Some prefer to burn their suspension bushings out. Personally, I don't care for a bunch of smelly rubber smoke, so I pressed mine out. I constructed two bushing presses based on the instructions in Dan Erwin's excellent suspension rebuild articles for the 2002/320i. These are required reading. See Bimmer No. 14, June, 2000, and Bimmer No. 15, August, 2000. They're made out of short pieces of exhaust tubing with fender washers welded on one end, some long all-thread bolts, and some washers. Cut the lip off the end of the bushing before pressing it out.

Large Bushing Press

Large bushing press. Use a 2-inch OD x 2-inch piece of exhaust pipe and a 4-inch all thread bolt.

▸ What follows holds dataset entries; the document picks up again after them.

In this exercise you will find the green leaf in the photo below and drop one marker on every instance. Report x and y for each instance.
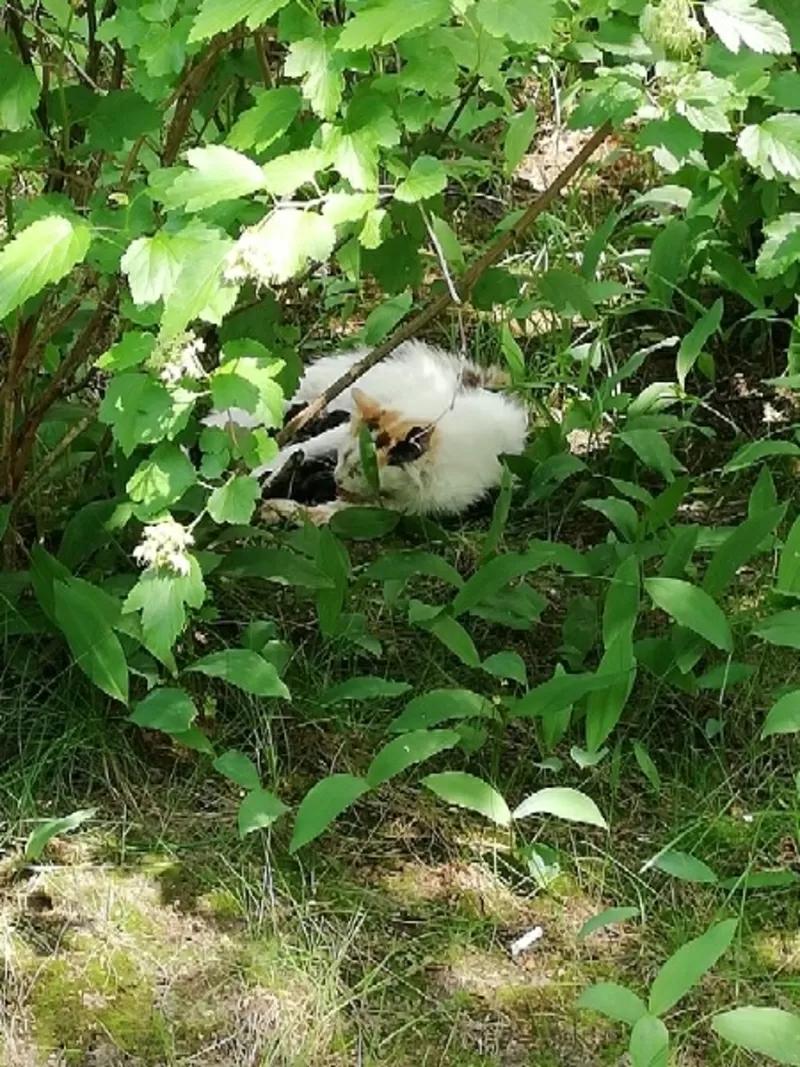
(218, 173)
(757, 450)
(40, 255)
(466, 791)
(171, 711)
(566, 803)
(364, 524)
(691, 607)
(322, 803)
(385, 22)
(239, 768)
(216, 16)
(259, 126)
(784, 716)
(161, 480)
(687, 966)
(315, 61)
(781, 249)
(235, 502)
(766, 1031)
(613, 1001)
(258, 811)
(737, 548)
(782, 628)
(43, 834)
(608, 918)
(684, 866)
(650, 1044)
(244, 669)
(518, 136)
(788, 569)
(520, 20)
(426, 178)
(742, 24)
(697, 338)
(773, 147)
(406, 750)
(507, 665)
(667, 258)
(94, 646)
(363, 687)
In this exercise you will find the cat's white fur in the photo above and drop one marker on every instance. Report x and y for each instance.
(424, 384)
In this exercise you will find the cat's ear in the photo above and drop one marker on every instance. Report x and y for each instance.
(412, 446)
(367, 408)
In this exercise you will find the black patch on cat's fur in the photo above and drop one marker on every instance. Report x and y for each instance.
(305, 480)
(325, 420)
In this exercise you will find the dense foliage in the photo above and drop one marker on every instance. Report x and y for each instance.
(182, 181)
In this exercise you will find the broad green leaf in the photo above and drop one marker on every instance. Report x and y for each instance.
(218, 173)
(322, 803)
(406, 750)
(95, 647)
(767, 1031)
(364, 524)
(737, 548)
(518, 136)
(757, 450)
(691, 607)
(43, 834)
(650, 1044)
(171, 711)
(426, 178)
(382, 24)
(667, 259)
(441, 705)
(773, 146)
(216, 16)
(520, 20)
(697, 338)
(273, 113)
(40, 255)
(161, 479)
(245, 669)
(315, 61)
(687, 966)
(781, 249)
(613, 1001)
(507, 665)
(784, 716)
(363, 687)
(560, 691)
(238, 767)
(608, 918)
(466, 791)
(788, 569)
(235, 502)
(258, 810)
(684, 866)
(566, 803)
(742, 22)
(782, 628)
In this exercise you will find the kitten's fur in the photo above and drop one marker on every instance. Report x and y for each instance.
(437, 430)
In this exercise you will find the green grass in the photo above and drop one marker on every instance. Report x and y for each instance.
(170, 941)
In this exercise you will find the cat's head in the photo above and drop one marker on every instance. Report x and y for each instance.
(403, 450)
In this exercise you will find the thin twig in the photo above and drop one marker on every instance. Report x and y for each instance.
(463, 285)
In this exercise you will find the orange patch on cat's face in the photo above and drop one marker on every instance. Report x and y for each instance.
(388, 427)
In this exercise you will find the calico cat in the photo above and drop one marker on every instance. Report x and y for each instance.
(437, 429)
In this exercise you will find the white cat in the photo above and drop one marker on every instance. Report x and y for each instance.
(437, 430)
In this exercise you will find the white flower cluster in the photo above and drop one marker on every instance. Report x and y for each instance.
(673, 26)
(164, 546)
(179, 359)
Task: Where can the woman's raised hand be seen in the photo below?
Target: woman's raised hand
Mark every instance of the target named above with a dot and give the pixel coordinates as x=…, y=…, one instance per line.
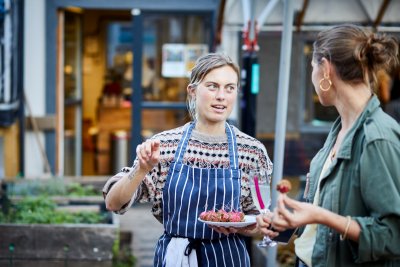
x=148, y=154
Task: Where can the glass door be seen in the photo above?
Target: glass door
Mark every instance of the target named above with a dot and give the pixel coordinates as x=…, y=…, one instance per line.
x=72, y=93
x=166, y=48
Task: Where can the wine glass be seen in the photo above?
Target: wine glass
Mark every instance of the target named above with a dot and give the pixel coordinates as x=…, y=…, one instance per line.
x=260, y=187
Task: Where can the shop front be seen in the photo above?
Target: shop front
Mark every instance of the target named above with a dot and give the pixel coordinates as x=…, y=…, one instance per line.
x=118, y=76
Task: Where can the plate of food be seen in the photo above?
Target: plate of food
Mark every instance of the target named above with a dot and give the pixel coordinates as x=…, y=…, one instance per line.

Weld a fender washer on one end of the pipe and stack washers as needed.

Small Bushing Press

Small bushing press. Use 1 1/2-inch OD x 2 3/4-inch piece of exhaust pipe and a 6-inch all thread bolt. Weld a fender washer on one end of the pipe and stack washers as needed.

Wiring Harness Removal

Let me first say that I have not mastered 2002 wiring harness removal. I've read about guys removing wiring harnesses without cutting any plugs off, but I haven't figured out how to do it without resorting to wire cutters.

My strategy was to pull all of the wiring into the passenger compartment. I ended up cutting off several plugs; the orange colored diagnostic plug, the plug for the Thermotime switch, the voltage regulator (I think) plug, and the Aternator plug. I carefully labeled every cut, and am confident that I will be able to put it all back together when I restore the wiring harness. All of the fusebox wiring will fit through the firewall if you pull a couple wires through at a time.

I have since learned (from a recent message board thread on the BMW 2002 FAQ) that the engine wiring should be removed through the engine bay, and the rest of the wiring should be pulled into the passenger compartment. It is also possible to remove the female receptalces from a plug by making a tool out of a flat piece of metal. I have yet to try this myself. Look for a future page on this site documenting wiring harness restoration.

Sound Deadening Removal

Once you pull up the carpet of an '02 you'll discover that nearly the entire floor is covered with this tar-like sound deadening goop. It is difficult stuff to get out, unless you know the secret. Alas, I didn't know the secret and ending up chiseling it out on a cool fall day. It was a lot of work and I ended up putting a few small holes in my floor.

Even if you think your '02 is relatively rust-free, removing the tar from the floor is not an option in my opinion. You've got to get that stuff out, because there is almost always rust somewhere on the floorpans.

So what's the secret? Dry ice. Score the sound deadening in a checkerboard pattern, and spread dry ice around. It will then become brittle and break into large pieces when struck with a chisel. Whatever you do, don't try to heat it up. It will just become a sticky, smoky, gooey mess. Heat, however, does work nicely on all the glued in sound deadening pads.

Sound Deadening

The sound deadening was chisled out. Dry ice would've made this easier.